One of the use-cases closest to me is AI-assisted KDA. The premise is simple, imagine there is an anomaly somewhere in your data. It can happen any time, even when you are asleep. And while a notification that your data needs attention is nice, there is only so much a simple notification can do, especially at 3AM.

So you can let your notifications trigger AI-assisted workflows, such as KDA. This means that instead of a very robust and often expensive exhaustive KDA, you can utilize AI to help you navigate the search space, thus saving a lot of time and computational power. Even with AI it can be in a magnitude of a few thousand queries, but most of them can be cached e.g., through FlexQuery.

MCP / A2A

A feature that is entirely AI-driven is the utilization of AI-centric protocols to be able to connect to agents and tools.
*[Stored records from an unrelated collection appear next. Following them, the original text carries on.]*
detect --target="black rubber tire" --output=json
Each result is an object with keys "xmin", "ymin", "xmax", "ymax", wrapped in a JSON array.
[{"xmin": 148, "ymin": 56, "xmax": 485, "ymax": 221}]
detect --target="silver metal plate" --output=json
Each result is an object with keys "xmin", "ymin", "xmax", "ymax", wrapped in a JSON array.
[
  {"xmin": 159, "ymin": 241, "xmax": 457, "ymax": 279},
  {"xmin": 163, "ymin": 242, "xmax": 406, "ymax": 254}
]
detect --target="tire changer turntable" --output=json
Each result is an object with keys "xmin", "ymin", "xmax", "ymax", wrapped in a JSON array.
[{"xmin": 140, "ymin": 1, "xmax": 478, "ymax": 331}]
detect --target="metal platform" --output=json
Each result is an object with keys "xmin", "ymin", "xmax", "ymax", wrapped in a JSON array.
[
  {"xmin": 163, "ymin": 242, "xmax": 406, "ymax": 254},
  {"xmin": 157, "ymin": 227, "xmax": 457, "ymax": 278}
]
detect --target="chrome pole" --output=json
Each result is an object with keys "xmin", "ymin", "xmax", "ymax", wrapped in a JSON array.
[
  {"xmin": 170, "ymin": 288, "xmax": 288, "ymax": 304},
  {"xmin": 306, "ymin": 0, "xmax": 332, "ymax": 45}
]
While the change in the BI is definitely not about chasing the next big protocol which might be obsolete in a few months, there is definitely no harm in implementing new ways to connect to your product and this is true not only for BI, but simply for any platform that you can think of.

While you might wonder why you would want to make your platform able to connect to AI (or vice versa), think about the ease of use for your user. And keep in mind: Giving an AI hammer and nails while hoping it will not hit any thumbs is much more dangerous than giving it a sandbox (tool) where you can guarantee the correctness of the outcomes.

Semantic Quality Checker

And lastly a feature that is both enabled and enabling for AI is Semantic Quality Checker. It is actually a small miracle that this feature is finally possible. Data management can get very messy and the meaning of your data can get blurry.

When it comes to the cleanliness of data (or rather the lack of it), there are three cardinal sins:

• Unexplained Abbreviations - AI will not understand your ASDU without explanation, or was it just SDU…?
• Duplicit Names across different tables -
• Lack of Business context - Is your Revenue net, gross or recurring…?

And while duplicate names are quite easy to catch programmatically, I wouldn’t dare try to programmatically solve the lack of business context or unexplained abbreviations. This is where AI actually comes into play, because while it might not be perfect (as you might know, AI never is..) but you can’t build neither semantic models nor Rome in one go. You have to work on it iteratively and slowly improve the simplicity or rather the understandability of your semantics.

With better semantics the AI will actually have a better understanding of the way you want to use your data and suddenly it can pick up more minute details. And with AI on board you can have less review cycles and lower onboarding time.

Conclusion

AI hasn’t replaced BI, but it certainly raised the bar for it. The winners won’t be the teams that hand their data to a chat box and hope; they’ll be the teams that pair deterministic, auditable computation with AI as the interface and accelerator. Reliability, simplicity, speed, and accessibility aren’t nice-to-haves anymore; they’re the scaffolding that lets AI be useful without turning your numbers into a casino.

That’s why the shape of modern BI looks different. A semantic layer (LDM) gives humans and models the same map. A safe, read-only, metric-centric language (MAQL) keeps logic consistent and guards the warehouse. A columnar, Arrow-native runtime and FlexQuery move results at interactive speed. An API-first surface lets insights show up wherever people work, be it dashboards, apps, agents, even a morning “podcast” of your KPIs. On top of that foundation, AI becomes practical: guiding KDA workflows to narrow search space, checking semantic quality to keep meaning tight, and speaking through agent protocols without punching holes in governance.

If AI hype vanished tomorrow, this stack would still matter. The expectations it set (fast, contextual, trustworthy answers) are now permanent. The path forward is incremental: harden your semantics, codify metrics, instrument speed, and then let AI help with the last mile( explanations, navigation, triage) not the math. Treat AI as an interface, not an oracle, and BI stops being a once-a-month report and becomes a dependable, real-time decision companion.